La versión que ahora se ofrece introduce en el título un cambio significativo. Convierte el que le dio su autor en Sueños y visiones del rey Ricardo III,  lo que significa que no estamos ante una sucesión de acontecimientos en tiempo presente, sino ante la rememoración que de ellos hace su protagonista. El subtítulo precisa el momento en el que las imágenes y los sucesos acuden a su mente: la noche que precedió a la infausta batalla de Bosworth. Es decir, el mismo en el que, en el texto original (Acto V, escena III), se produce, ante Ricardo dormido, el desfile de los espectros de sus víctimas. Las consecuencias inmediatas de este planteamiento son que los casi cincuenta personajes del reparto queden en dieciséis y que la duración del espectáculo no supere las dos horas. Pero la síntesis brinda la oportunidad de, despojado el texto de páginas sin duda hermosas, pero prescindibles, mostrar sin veladuras el pensamiento íntimo de ese tortuoso individuo. Sanchis Sinisterra, responsable de la dramaturgia, que ha definido su trabajo como (per)versión de la tragedia shakesperiana, ha señalado que su intención no era proponer una reflexión sobre la ambición, sino preguntarse sobre ese espejo interior que llamamos conciencia en el que se reflejan y refractan los actos  que nos definen ante el mundo y ante nosotros mismos. Objetivo cumplido por parte de quién es ducho en la no siempre sencilla tarea de convertir a los clásicos en nuestros contemporáneos. Al final, en este rey Ricardo vemos representada a esa parte del género humano que recorre, pertrechada con las peores armas, el camino que, en vez de al placer, a la razón y al éxito, conduce al dolor, a la locura y a la autodestrucción.
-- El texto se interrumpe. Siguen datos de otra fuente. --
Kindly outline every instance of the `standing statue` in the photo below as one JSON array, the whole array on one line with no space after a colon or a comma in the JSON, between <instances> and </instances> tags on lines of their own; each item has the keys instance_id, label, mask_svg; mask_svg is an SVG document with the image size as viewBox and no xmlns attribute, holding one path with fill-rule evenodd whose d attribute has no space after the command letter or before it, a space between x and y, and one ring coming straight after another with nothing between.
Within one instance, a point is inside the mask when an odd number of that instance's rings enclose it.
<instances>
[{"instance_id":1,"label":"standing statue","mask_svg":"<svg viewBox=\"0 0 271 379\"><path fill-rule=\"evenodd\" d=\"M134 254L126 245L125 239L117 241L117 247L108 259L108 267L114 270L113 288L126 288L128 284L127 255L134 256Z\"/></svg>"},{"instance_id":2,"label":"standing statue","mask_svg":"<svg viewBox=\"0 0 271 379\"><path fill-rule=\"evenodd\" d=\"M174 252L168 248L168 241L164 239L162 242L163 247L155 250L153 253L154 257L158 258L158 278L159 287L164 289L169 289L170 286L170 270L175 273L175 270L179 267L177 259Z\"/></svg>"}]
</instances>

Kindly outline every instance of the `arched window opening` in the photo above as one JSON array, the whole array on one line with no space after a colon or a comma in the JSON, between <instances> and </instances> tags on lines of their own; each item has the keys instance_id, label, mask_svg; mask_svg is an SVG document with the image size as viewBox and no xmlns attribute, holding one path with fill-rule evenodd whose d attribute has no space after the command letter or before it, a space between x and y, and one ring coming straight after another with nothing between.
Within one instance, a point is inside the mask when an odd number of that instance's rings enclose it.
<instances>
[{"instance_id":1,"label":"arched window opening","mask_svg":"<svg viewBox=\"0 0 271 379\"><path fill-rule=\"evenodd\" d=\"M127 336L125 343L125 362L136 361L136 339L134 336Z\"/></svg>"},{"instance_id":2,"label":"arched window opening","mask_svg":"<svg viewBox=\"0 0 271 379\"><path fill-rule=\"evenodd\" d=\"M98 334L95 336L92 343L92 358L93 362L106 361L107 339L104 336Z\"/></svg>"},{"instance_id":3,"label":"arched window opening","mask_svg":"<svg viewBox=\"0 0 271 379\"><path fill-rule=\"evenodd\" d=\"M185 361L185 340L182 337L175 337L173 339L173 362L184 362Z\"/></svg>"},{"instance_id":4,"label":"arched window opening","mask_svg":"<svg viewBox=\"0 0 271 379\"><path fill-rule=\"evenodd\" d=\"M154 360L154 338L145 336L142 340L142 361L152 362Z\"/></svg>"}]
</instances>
Dino Ibáñez y Miquel Ángel Llonovoy han concebido un espacio escénico en el que en muy contados momentos reconocemos sitios concretos. Casi siempre es un lugar impreciso, envuelto en nieblas que difuminan el paisaje. Las luces y las imágenes que se proyectan sobre él, lejos de disiparlas, crean un ambiente más turbio aún, por el que deambula la mente extraviada de un ser soberbio que se resiste a admitir que su papel de verdugo ha concluido y ahora es él el condenado. Si irreal es la escenografía, no sucede lo mismo con los personajes. Carlos Martín, el director, podía haberlos mostrado como figuras fantasmales hijas de la pesadilla del protagonista. Sin embargo, los muestra como eran antes de convertirse en recuerdos: seres de carne y hueso en los que se va ejecutando lo que el destino les tenía reservado.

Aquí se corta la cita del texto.